Seeking an SQL-on-Hadoop offering which provides: low-latency querying, and supports the most common CRUD, including [the basics!] along these lines:
SELECT * FROM,
UPDATE Table SET C1=2 WHERE,
DELETE FROM, and
DROP TABLE. Transactional support would be nice also, but is not a must-have.
I want a full replacement for the more traditional RDBMS, one which can
scale from 1 node to a serious Hadoop cluster.
Python is my language of choice for interfacing, however there does seem to be a Python JDBC wrapper.
Here is what I've found thus far:
- Apache Hive (SQL-like, with interactive SQL thanks to the Stinger initiative)
- Apache Drill (ANSI SQL support)
- Apache Spark (Spark SQL, queries only, add data via Hive, RDD or Paraquet)
- Apache Phoenix (built atop Apache HBase, lacks full transaction support, relational operators and some built-in functions)
- Cloudera Impala (significant HiveQL support,
some SQL language support, no support for indexes on its tables,
importantly missing DELETE, UPDATE and INTERSECT; amongst others)
- Presto from Facebook (can query Hive, Cassandra, relational DBs &etc. Doesn't seem to be designed for low-latency responses across small clusters, or support
UPDATE operations. It is optimized for data warehousing or analytics¹)
- SQL-Hadoop via MapR community edition (seems to be a packaging of Hive, HP Vertica, SparkSQL, Drill and a native ODBC wrapper)
- Apache Kylin from Ebay (provides an SQL interface and multi-dimensional analysis [OLAP],
"… offers ANSI SQL on Hadoop and supports most ANSI SQL query
functions". It depends on HDFS, MapReduce, Hive and HBase; and seems
targeted at very large data-sets though maintains low query latency)

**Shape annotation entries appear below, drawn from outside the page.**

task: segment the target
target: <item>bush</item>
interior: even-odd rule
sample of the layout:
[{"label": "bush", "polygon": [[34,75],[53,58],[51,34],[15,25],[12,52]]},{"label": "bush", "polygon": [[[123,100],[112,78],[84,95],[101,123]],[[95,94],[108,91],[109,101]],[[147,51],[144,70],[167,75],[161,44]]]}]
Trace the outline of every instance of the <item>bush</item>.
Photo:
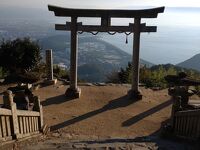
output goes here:
[{"label": "bush", "polygon": [[53,73],[57,78],[69,80],[69,72],[66,69],[59,67],[58,65],[53,66]]},{"label": "bush", "polygon": [[40,60],[40,47],[29,38],[3,41],[0,46],[0,66],[9,73],[24,74]]}]

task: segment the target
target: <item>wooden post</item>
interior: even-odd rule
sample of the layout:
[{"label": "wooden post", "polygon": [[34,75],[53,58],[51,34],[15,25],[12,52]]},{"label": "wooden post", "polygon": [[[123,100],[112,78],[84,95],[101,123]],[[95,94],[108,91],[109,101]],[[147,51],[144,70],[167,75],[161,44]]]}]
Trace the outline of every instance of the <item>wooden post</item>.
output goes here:
[{"label": "wooden post", "polygon": [[11,91],[6,91],[5,92],[5,97],[7,97],[7,99],[10,102],[10,108],[11,108],[11,113],[12,113],[12,126],[11,128],[13,129],[13,137],[18,139],[19,138],[19,124],[18,124],[18,118],[17,118],[17,107],[16,107],[16,103],[13,102],[13,96],[12,96],[12,92]]},{"label": "wooden post", "polygon": [[142,99],[139,91],[139,71],[140,71],[140,21],[141,18],[134,19],[133,56],[132,56],[132,88],[129,91],[131,98]]},{"label": "wooden post", "polygon": [[70,55],[70,88],[66,96],[79,98],[80,89],[77,87],[77,63],[78,63],[78,35],[77,17],[71,17],[71,55]]}]

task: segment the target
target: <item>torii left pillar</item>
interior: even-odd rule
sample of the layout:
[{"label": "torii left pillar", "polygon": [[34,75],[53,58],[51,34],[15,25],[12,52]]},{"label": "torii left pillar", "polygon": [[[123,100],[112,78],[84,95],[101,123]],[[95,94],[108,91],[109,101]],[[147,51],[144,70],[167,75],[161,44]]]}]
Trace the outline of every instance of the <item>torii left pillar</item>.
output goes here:
[{"label": "torii left pillar", "polygon": [[71,17],[71,54],[70,54],[70,87],[66,90],[67,97],[79,98],[81,90],[77,86],[77,63],[78,63],[78,35],[77,17]]}]

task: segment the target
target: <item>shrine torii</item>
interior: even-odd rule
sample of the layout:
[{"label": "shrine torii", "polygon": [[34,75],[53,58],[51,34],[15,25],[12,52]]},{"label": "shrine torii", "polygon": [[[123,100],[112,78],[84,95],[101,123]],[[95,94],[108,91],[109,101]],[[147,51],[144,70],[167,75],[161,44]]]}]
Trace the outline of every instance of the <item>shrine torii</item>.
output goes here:
[{"label": "shrine torii", "polygon": [[[139,48],[141,32],[156,32],[156,26],[146,26],[141,24],[141,18],[157,18],[158,13],[164,12],[164,7],[143,10],[111,10],[111,9],[72,9],[48,5],[49,11],[54,11],[55,16],[70,17],[71,22],[66,24],[56,24],[56,30],[71,31],[71,56],[70,56],[70,87],[66,91],[67,96],[79,98],[80,88],[77,86],[77,59],[78,59],[78,35],[77,32],[130,32],[133,37],[133,77],[132,88],[128,92],[131,97],[141,99],[139,91]],[[78,17],[101,18],[100,25],[83,25],[77,22]],[[111,25],[112,18],[134,18],[134,24],[128,26]]]}]

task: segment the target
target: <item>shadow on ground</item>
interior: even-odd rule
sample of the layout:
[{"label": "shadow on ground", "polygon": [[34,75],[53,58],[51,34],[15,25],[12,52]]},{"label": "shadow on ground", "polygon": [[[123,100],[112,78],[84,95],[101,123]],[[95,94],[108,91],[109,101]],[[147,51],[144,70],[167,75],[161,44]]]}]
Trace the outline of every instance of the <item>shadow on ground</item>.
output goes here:
[{"label": "shadow on ground", "polygon": [[173,102],[173,100],[168,100],[168,101],[161,103],[161,104],[159,104],[159,105],[157,105],[157,106],[155,106],[155,107],[153,107],[153,108],[151,108],[151,109],[149,109],[145,112],[142,112],[142,113],[128,119],[127,121],[123,122],[122,126],[123,127],[131,126],[131,125],[137,123],[138,121],[146,118],[147,116],[150,116],[150,115],[164,109],[165,107],[170,106],[172,104],[172,102]]},{"label": "shadow on ground", "polygon": [[[85,120],[85,119],[88,119],[90,117],[93,117],[95,115],[98,115],[100,113],[103,113],[103,112],[106,112],[108,110],[113,110],[113,109],[117,109],[117,108],[121,108],[121,107],[126,107],[130,104],[133,104],[135,103],[136,101],[134,101],[133,99],[130,99],[128,96],[123,96],[123,97],[120,97],[118,99],[115,99],[115,100],[112,100],[110,101],[107,105],[105,105],[104,107],[100,108],[100,109],[97,109],[97,110],[94,110],[94,111],[91,111],[91,112],[88,112],[86,114],[83,114],[83,115],[80,115],[76,118],[73,118],[73,119],[70,119],[70,120],[67,120],[67,121],[64,121],[62,123],[59,123],[59,124],[56,124],[56,125],[53,125],[51,126],[51,131],[54,131],[54,130],[58,130],[58,129],[61,129],[61,128],[64,128],[66,126],[69,126],[69,125],[72,125],[72,124],[75,124],[77,122],[80,122],[82,120]],[[139,115],[125,121],[122,126],[130,126],[134,123],[136,123],[137,121],[140,121],[141,119],[157,112],[157,111],[160,111],[161,109],[164,109],[165,107],[169,106],[170,104],[172,104],[172,100],[168,100],[154,108],[151,108],[150,110],[148,111],[145,111],[145,112],[142,112],[140,113]]]},{"label": "shadow on ground", "polygon": [[95,115],[98,115],[98,114],[103,113],[103,112],[108,111],[108,110],[112,110],[112,109],[116,109],[116,108],[120,108],[120,107],[126,107],[130,104],[133,104],[133,103],[134,103],[133,99],[128,98],[128,96],[120,97],[118,99],[110,101],[107,105],[105,105],[104,107],[102,107],[100,109],[88,112],[86,114],[83,114],[83,115],[78,116],[76,118],[73,118],[71,120],[67,120],[65,122],[54,125],[54,126],[51,127],[51,131],[58,130],[60,128],[64,128],[66,126],[80,122],[82,120],[93,117]]},{"label": "shadow on ground", "polygon": [[65,94],[63,94],[56,97],[48,98],[45,101],[42,101],[41,104],[42,106],[48,106],[52,104],[61,104],[70,100],[73,100],[73,98],[67,98]]}]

- Apache Tajo (ANSI/ISO SQL standard compliance with JDBC driver support [benchmarks against Hive and Impala])
- Cascading's Lingual²
("Lingual provides JDBC Drivers, a SQL command shell, and a catalog
manager for publishing files [or any resource] as schemas and tables.")
Which—from this list or elsewhere—would you recommend, and why?
Thanks for all suggestions,